Tautness for sets of multiples and applications to ${\mathcal B}$-free dynamics
Tom 247 / 2019
Streszczenie
For any set $\mathcal B\subseteq\mathbb N=\{1,2,\dots\}$ one can define its set of multiples $\mathcal M_\mathcal B:=\bigcup_{b\in\mathcal B}b\mathbb Z$ and the set of $\mathcal B$-free numbers $\mathcal F_\mathcal B:=\mathbb Z\setminus\mathcal M_\mathcal B$. Tautness of the set $\mathcal B$ is a basic property related to questions around the asymptotic density of $\mathcal M_\mathcal B\subseteq\mathbb Z$. From a dynamical systems point of view (originated in Sarnak’s lectures) one studies $\eta$, the indicator function of $\mathcal F_\mathcal B\subseteq\mathbb Z$, its shift-orbit closure $X_\eta\subseteq\{0,1\}^\mathbb Z$ and the stationary probability measure $\nu_\eta$ defined on $X_\eta$ by the frequencies of finite blocks in $\eta$. In this paper we prove that tautness implies the following two properties of $\eta$:
$\bullet$ The measure $\nu_\eta$ has full topological support in $X_\eta$.

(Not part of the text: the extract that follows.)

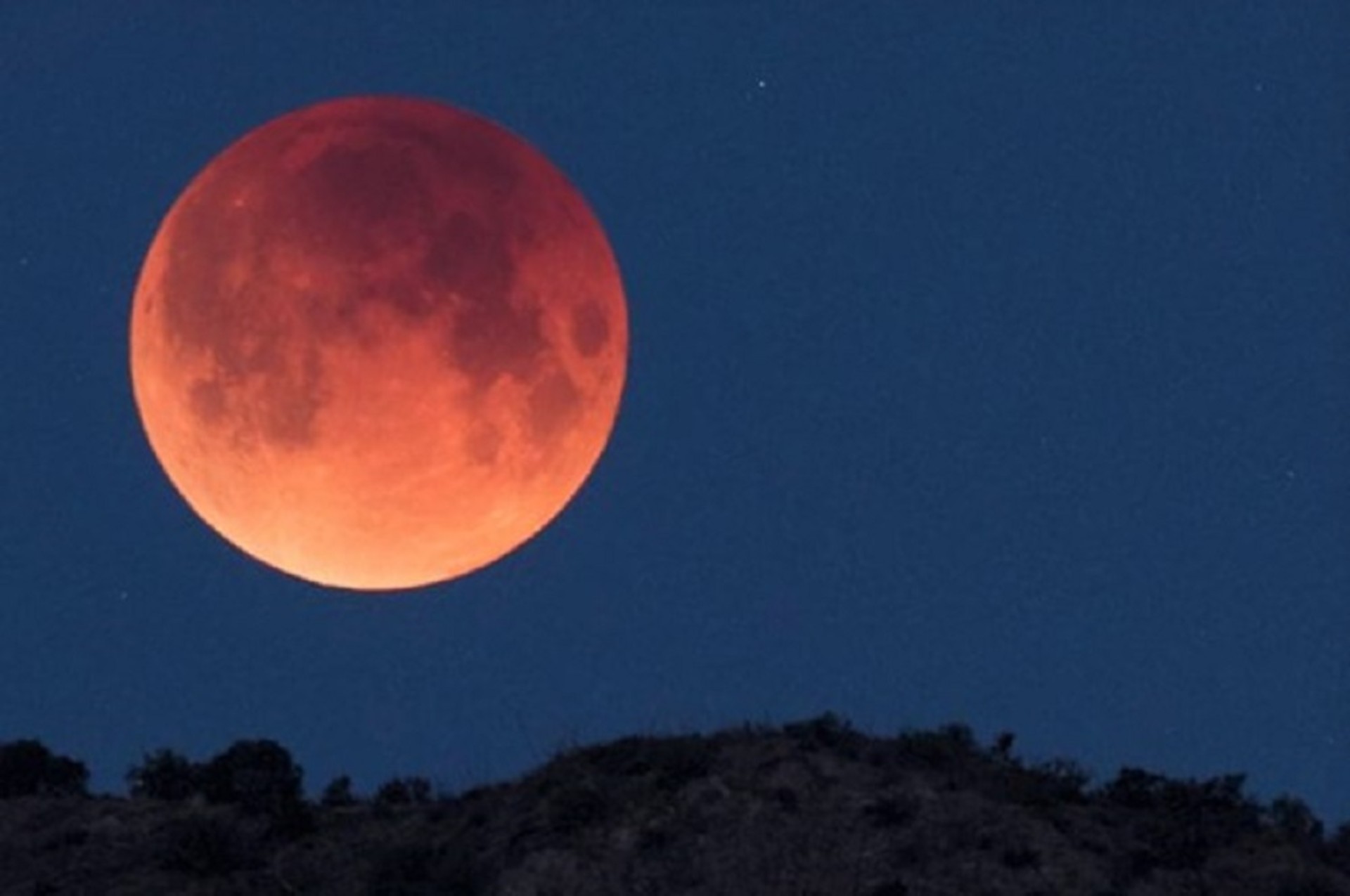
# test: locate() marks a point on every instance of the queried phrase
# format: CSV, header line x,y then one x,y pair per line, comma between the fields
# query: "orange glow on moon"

$\bullet$ If $X_\eta$ is proximal, i.e. if the one-point set $\{\dots000\dots\}$ is contained in $X_\eta$ and is the unique minimal subset of $X_\eta$, then $X_\eta$ is hereditary, i.e. if $x\in X_\eta$ and if $w$ is an arbitrary element of $\{0,1\}^\mathbb Z$, then also the coordinatewise product $w\cdot x$ belongs to $X_\eta$.
This strengthens two results of Dymek et al. (2018) which need the stronger assumption that $\mathcal B$ has light tails for the same conclusions.